With the hash support methods hashAt, hashFor, hashRange in place we can implement hash values for candidates. I'll implement the insertion candidate production to demonstrate the application of the methods. The insert adds a characters from an alphabet at a given index.

It is always good to write some tests (besides the fact that it tests the functionality) to be able to have a look at the API from the user's perspective. Testing the individual methods is not enough to get a feel of the API. Users will always use a combination of the three methods. One concern is that the hash code is calculated incrementally and the user has to define the hash functions in a incremental manner as well. Using the output of preceding execution as an input parameter for succeeding method calls which may be error prone.

The law for the insert candidate hash can be defined with the equivalent hash function of java.lang.String implementation. It can be expressed in specification-based test:

@Test def userSample {
  for{s <- strings
    index <- integers(0, s.length - 1)
    c <- basicLatinCharacters}{
    val insertCandidate = (s take index) + c + (s drop index)
    assertEquals(insertCandidate.hashCode, insertCandidateHash(s, index,c))
  }
}
 Three methods of the specification-based test framework Quickcheck are used in the test:
- strings returns an arbitrary string value
- integer(min,max) returns  an integer value from min to max (inclusive)
- basicLatinCharacters returns a sample character from the from the Unicode Latin-1 code page.
All three methods return values through the Generator interface that is converted with a implicit type conversion to an Scala Iterator to be able to use it in a for expression.
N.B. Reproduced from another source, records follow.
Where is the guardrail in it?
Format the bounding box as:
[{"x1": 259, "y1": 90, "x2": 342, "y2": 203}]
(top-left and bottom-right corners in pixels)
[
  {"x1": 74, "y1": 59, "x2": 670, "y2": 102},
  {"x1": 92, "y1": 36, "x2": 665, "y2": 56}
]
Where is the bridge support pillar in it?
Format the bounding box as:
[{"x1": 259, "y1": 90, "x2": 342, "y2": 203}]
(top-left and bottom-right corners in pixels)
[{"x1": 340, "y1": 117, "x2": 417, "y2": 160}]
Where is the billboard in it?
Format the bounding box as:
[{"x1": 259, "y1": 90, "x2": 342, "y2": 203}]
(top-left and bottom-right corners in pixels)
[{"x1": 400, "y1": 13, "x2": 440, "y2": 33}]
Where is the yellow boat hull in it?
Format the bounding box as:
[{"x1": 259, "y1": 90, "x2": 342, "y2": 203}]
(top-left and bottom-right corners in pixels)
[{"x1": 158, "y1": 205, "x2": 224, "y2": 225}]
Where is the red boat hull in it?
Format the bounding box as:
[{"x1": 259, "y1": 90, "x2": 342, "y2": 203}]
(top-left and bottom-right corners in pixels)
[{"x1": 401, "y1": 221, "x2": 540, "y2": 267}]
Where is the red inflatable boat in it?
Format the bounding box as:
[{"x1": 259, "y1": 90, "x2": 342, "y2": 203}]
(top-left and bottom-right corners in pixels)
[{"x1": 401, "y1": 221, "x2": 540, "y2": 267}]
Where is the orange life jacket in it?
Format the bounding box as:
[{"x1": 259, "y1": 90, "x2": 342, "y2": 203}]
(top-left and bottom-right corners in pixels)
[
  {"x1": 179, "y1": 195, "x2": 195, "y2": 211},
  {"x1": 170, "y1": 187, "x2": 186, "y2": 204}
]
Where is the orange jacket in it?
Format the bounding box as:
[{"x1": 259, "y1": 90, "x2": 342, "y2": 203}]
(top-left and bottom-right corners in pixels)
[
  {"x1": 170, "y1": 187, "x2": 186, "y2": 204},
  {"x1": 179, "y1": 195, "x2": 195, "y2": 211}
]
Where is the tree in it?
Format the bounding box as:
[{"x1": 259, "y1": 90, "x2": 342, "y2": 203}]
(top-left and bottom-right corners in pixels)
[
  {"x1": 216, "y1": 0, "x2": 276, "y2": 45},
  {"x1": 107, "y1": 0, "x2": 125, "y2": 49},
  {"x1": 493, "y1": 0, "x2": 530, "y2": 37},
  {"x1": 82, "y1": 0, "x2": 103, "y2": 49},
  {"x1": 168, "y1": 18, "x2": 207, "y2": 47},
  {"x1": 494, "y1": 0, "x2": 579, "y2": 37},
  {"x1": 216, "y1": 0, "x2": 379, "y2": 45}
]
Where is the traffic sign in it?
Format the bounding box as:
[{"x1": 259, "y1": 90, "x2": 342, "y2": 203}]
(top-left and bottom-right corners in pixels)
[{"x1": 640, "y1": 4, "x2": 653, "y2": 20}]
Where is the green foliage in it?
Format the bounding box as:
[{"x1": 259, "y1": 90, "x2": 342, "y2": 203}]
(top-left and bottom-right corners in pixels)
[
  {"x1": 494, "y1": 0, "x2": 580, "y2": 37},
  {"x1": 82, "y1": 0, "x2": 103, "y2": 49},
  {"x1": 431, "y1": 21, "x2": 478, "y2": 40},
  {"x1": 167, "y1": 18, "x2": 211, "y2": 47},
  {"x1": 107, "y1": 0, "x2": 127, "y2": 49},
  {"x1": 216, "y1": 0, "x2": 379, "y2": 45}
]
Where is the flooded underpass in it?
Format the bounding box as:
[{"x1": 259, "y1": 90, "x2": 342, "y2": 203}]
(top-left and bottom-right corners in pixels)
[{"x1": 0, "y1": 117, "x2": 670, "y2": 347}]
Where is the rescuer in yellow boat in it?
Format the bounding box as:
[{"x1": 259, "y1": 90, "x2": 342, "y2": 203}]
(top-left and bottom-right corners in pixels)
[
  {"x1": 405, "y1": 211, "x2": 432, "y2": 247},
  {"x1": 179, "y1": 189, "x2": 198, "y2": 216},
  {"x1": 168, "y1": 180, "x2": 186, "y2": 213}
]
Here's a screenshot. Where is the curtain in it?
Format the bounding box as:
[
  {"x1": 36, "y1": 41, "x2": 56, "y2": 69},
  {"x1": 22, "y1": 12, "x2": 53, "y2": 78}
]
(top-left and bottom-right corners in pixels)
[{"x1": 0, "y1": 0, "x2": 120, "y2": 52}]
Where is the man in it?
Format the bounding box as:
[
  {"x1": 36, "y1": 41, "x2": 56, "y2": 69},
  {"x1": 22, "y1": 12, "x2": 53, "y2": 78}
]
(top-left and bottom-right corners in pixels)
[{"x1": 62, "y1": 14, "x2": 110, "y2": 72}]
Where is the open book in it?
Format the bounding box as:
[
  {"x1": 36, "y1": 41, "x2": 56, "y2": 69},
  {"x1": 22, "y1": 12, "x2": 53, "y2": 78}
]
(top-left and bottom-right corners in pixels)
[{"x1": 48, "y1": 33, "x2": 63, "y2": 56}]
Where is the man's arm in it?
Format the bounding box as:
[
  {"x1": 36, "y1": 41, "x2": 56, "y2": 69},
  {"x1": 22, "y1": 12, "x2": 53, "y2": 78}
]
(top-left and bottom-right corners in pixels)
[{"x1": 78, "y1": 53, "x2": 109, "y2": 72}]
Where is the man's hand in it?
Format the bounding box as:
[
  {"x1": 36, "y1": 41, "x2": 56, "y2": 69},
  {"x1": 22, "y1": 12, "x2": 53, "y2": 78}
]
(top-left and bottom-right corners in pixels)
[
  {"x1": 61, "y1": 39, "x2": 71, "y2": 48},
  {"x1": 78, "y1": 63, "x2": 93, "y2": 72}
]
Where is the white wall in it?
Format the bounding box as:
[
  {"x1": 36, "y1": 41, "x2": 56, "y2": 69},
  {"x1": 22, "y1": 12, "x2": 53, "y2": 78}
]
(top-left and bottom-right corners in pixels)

With the input string, insertion index and character to insert given the actual law is quite simple. We construct a string that is an equivalent insertion candidate and get its hash value. The hash value returned by the insertCandidateHash method under test has to be produce the same value. (This is a testing pattern in the context of specification-based test: testing based on a analogous functions. Stay tuned for a in depth description of the testing patterns.) This example shows that unpleasant tests with classical scenario-based TDD can be expressed in a compact way with specification-based testing. The last piece of the puzzle is the implementation of the insertCandidateHash function.
def insertCandidateHash(s : String, i : Int, c : Char) = {
  val hashRange = StringHasher.hashRange(s) _
  val left = hashRange(0, 0, i)
  val pivot = StringHasher.hashFor(left, c)
  val right = hashRange(pivot, i, s.length)
  right
}
The sample code demonstrates the use partial application of function parameters in the first line. The string parameter is applied to the function returning a function with the signature (Int, Int, Int) => Int. This function object can than be used for all hash values of the same base string. The hash value is calculated for the left, pivot and right characters of the string. The characters for the left and right hash values are unchanged from the base string. The hash value for the pivot element is one from the alphabet as one would expect for an insertion.

In the next blog I'll implement the candidate iterators for insertion, replacement, transposition and delete based on the StringHasher.

2 comments:

  1. Artur BiesiadowskiFebruary 12, 2010

    I wonder what is the performance difference between java hashcode and equivalent scala hash(String) using the tailcalls. Is it in range of 10-20% (which would be just effect of accessing values from outside of class through accessors) or rather 2-5 times slower ?

    ReplyDelete
  2. The performance should be comparable. When the tailcall optimzation applies all access is to local variables (on the stack) and method calls will be inlined by hotspot. The partial application has an impact on performance, though. I'll blog about this soon.